In 2016, under Montgomery v. Louisiana (2016) 577 U.S. ____, Miller v. Alabama was made retroactive to all prior sentences “for all but the rarest of juvenile offenders, those whose crimes reflect permanent incorrigibility.” 

After Miller v. Alabama and Montgomery v. Louisiana, many states changed their laws on juvenile sentencing, but Mississippi remained a state where life sentences without the possibility of parole could be ordered upon a finding of “permanent incorrigibility.”

Brett Jones then applied under Montgomery for resentencing because the judge in his case did not make a finding of “permanent incorrigibility.”  The Mississippi state court granted Jones a rehearing, but then upheld the sentence as proper.

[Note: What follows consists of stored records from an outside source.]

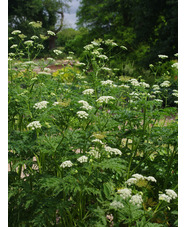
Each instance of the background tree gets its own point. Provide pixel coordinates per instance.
(49, 12)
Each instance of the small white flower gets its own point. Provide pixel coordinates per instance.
(175, 65)
(55, 103)
(66, 164)
(162, 56)
(171, 193)
(136, 200)
(117, 205)
(33, 125)
(125, 193)
(145, 85)
(57, 52)
(164, 197)
(14, 46)
(82, 114)
(15, 32)
(150, 178)
(34, 37)
(85, 106)
(89, 47)
(97, 141)
(123, 47)
(82, 159)
(102, 56)
(40, 105)
(51, 33)
(105, 99)
(29, 42)
(88, 91)
(165, 84)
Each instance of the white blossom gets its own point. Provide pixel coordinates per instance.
(165, 84)
(82, 159)
(15, 32)
(33, 125)
(136, 200)
(125, 193)
(57, 52)
(171, 193)
(105, 99)
(40, 105)
(29, 42)
(82, 114)
(88, 91)
(164, 197)
(66, 164)
(117, 205)
(85, 106)
(162, 56)
(51, 33)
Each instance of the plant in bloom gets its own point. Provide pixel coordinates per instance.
(105, 99)
(136, 200)
(66, 164)
(15, 32)
(34, 125)
(82, 159)
(166, 83)
(125, 193)
(162, 56)
(57, 52)
(117, 205)
(88, 91)
(51, 33)
(41, 105)
(82, 114)
(85, 106)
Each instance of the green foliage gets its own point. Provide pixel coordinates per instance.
(75, 145)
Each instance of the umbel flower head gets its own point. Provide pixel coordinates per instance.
(40, 105)
(34, 125)
(66, 164)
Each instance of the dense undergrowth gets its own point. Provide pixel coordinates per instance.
(87, 148)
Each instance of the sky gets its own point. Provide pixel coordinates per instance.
(70, 17)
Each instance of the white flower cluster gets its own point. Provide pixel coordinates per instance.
(170, 194)
(165, 84)
(82, 114)
(136, 200)
(102, 56)
(162, 56)
(175, 65)
(51, 33)
(145, 85)
(175, 93)
(33, 125)
(117, 205)
(125, 193)
(57, 52)
(40, 105)
(134, 82)
(138, 177)
(66, 164)
(97, 141)
(94, 153)
(113, 150)
(107, 82)
(82, 159)
(89, 47)
(104, 99)
(88, 91)
(29, 42)
(15, 32)
(85, 106)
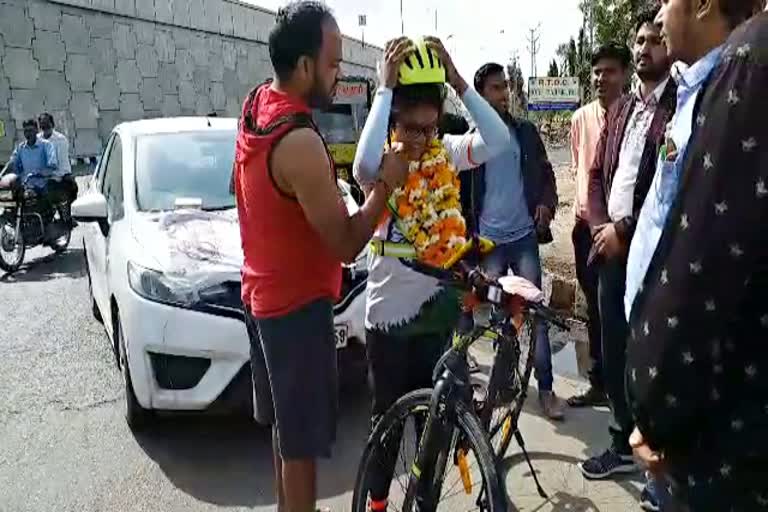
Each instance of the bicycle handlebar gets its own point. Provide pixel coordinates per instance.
(548, 315)
(472, 278)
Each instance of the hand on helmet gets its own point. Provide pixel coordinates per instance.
(451, 73)
(395, 51)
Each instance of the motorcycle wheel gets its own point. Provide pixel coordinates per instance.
(62, 243)
(12, 248)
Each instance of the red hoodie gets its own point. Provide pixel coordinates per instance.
(287, 265)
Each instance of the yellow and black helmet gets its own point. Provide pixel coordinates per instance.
(422, 66)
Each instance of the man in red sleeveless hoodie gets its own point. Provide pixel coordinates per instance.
(295, 233)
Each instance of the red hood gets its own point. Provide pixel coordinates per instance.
(268, 105)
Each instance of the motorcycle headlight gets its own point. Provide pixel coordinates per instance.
(158, 287)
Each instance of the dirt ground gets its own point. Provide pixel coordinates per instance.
(558, 256)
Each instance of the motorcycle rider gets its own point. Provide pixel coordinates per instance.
(65, 191)
(34, 158)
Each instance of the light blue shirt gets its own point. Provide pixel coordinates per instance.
(665, 184)
(38, 158)
(504, 217)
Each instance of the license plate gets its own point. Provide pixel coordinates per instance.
(342, 335)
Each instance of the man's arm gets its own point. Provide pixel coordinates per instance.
(548, 196)
(51, 161)
(575, 123)
(598, 209)
(300, 165)
(713, 242)
(14, 163)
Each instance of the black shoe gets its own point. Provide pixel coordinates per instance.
(593, 397)
(606, 464)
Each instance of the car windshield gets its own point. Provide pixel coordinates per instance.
(336, 124)
(184, 168)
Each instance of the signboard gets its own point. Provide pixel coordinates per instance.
(351, 93)
(553, 93)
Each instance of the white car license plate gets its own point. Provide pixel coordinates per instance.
(342, 334)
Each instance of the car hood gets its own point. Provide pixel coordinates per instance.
(196, 246)
(200, 248)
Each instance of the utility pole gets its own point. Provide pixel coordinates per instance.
(402, 23)
(533, 46)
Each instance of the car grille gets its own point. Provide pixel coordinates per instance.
(178, 372)
(225, 299)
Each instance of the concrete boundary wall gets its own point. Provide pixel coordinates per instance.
(95, 63)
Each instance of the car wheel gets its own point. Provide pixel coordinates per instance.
(94, 307)
(137, 417)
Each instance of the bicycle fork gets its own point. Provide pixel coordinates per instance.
(426, 477)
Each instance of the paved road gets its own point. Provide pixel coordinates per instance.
(65, 447)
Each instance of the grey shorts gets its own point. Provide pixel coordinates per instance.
(293, 363)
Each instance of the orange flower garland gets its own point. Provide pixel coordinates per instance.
(428, 207)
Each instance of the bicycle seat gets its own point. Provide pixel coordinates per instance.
(516, 285)
(8, 181)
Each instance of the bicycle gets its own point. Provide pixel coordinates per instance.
(448, 422)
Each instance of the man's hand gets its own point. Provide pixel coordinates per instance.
(543, 216)
(395, 51)
(454, 78)
(606, 241)
(653, 460)
(394, 167)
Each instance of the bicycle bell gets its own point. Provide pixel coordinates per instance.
(495, 293)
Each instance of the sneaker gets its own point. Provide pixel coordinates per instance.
(551, 406)
(606, 464)
(593, 397)
(652, 499)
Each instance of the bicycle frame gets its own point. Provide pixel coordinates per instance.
(452, 385)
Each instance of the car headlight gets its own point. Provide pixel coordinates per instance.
(158, 287)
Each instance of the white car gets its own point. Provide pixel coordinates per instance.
(163, 256)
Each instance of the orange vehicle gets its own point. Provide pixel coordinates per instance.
(342, 123)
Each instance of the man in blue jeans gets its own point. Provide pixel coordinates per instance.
(511, 200)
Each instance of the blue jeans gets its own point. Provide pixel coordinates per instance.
(522, 256)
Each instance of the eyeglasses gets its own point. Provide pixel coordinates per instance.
(413, 131)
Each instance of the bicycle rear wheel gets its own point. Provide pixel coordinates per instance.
(507, 393)
(469, 482)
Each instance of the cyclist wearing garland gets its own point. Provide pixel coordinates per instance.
(409, 315)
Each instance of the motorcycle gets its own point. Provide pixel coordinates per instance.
(28, 218)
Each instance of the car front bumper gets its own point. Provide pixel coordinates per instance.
(185, 359)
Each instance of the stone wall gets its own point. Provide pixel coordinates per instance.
(95, 63)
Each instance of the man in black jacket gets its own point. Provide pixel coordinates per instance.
(511, 200)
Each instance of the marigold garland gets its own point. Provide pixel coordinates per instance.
(428, 206)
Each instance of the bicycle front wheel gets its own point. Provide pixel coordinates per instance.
(469, 480)
(507, 404)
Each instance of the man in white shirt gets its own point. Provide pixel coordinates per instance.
(66, 186)
(620, 176)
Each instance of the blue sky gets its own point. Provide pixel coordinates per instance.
(481, 30)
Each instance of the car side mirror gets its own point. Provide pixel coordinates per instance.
(92, 207)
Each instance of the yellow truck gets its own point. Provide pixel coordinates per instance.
(342, 123)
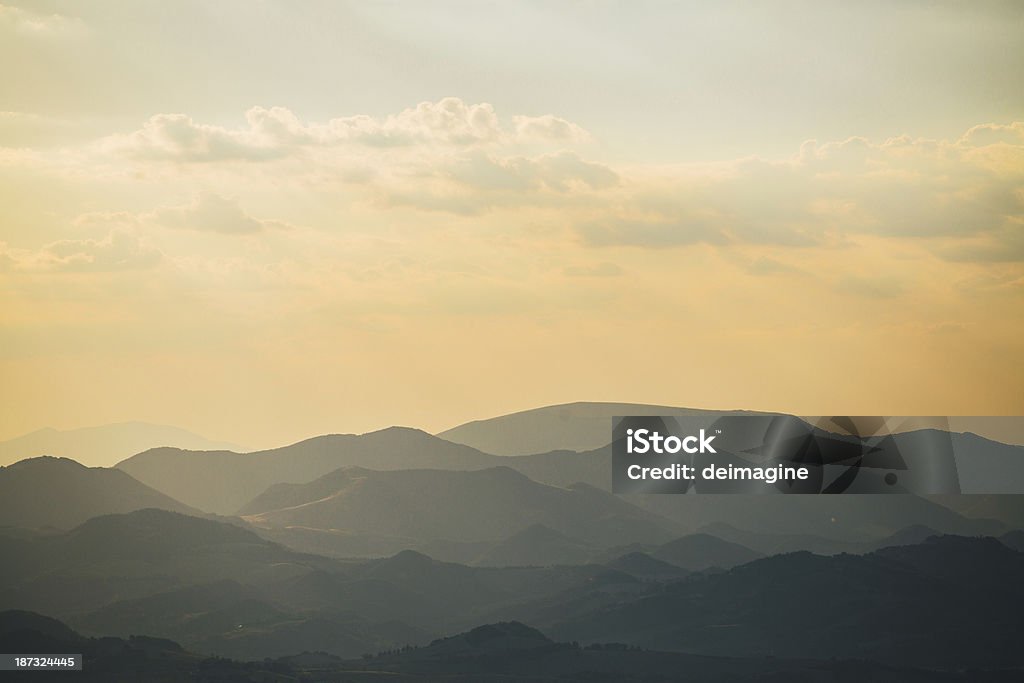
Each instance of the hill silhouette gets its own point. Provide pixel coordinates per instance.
(102, 445)
(222, 481)
(422, 505)
(59, 493)
(948, 602)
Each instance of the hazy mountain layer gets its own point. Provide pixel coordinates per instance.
(59, 493)
(222, 481)
(103, 445)
(418, 506)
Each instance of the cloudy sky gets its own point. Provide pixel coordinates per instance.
(266, 220)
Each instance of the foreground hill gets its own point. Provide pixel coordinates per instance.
(419, 506)
(103, 445)
(948, 602)
(221, 589)
(502, 651)
(59, 493)
(221, 481)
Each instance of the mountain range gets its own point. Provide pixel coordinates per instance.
(103, 445)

Jones then filed a writ for a petition of certiorari to the U.S. Supreme Court, arguing that the Mississippi failed to consider any aspect of the facts which suggested “permanent incorrigibility” and failed to consider Jones’ potential for rehabilitation.
 
The Supreme Court held, in a 6-3 vote, with Justice Brett Kavanaugh writing the majority opinion, that the states retain the discretion to sentence a juvenile to a life sentence without the possibility of parole (LWOP) without a separate finding of “permanent incorrigibility.”  Kavanaugh acknowledged that such sentencing power raises “profound issues of moral and social policy,” but recognized the discretionary power of the states to conduct the individual analysis of each defendant, the facts of the case and the background of the offender.

Justice Sonia Sotomayor, joined by Justices Stephen Breyer and Elena Kagan, dissented, noting that the majority opinion marked a sharp break from precedent and that the courts must evaluate whether the defendant has demonstrated rehabilitation to rise above the prison system in which he or she grows up.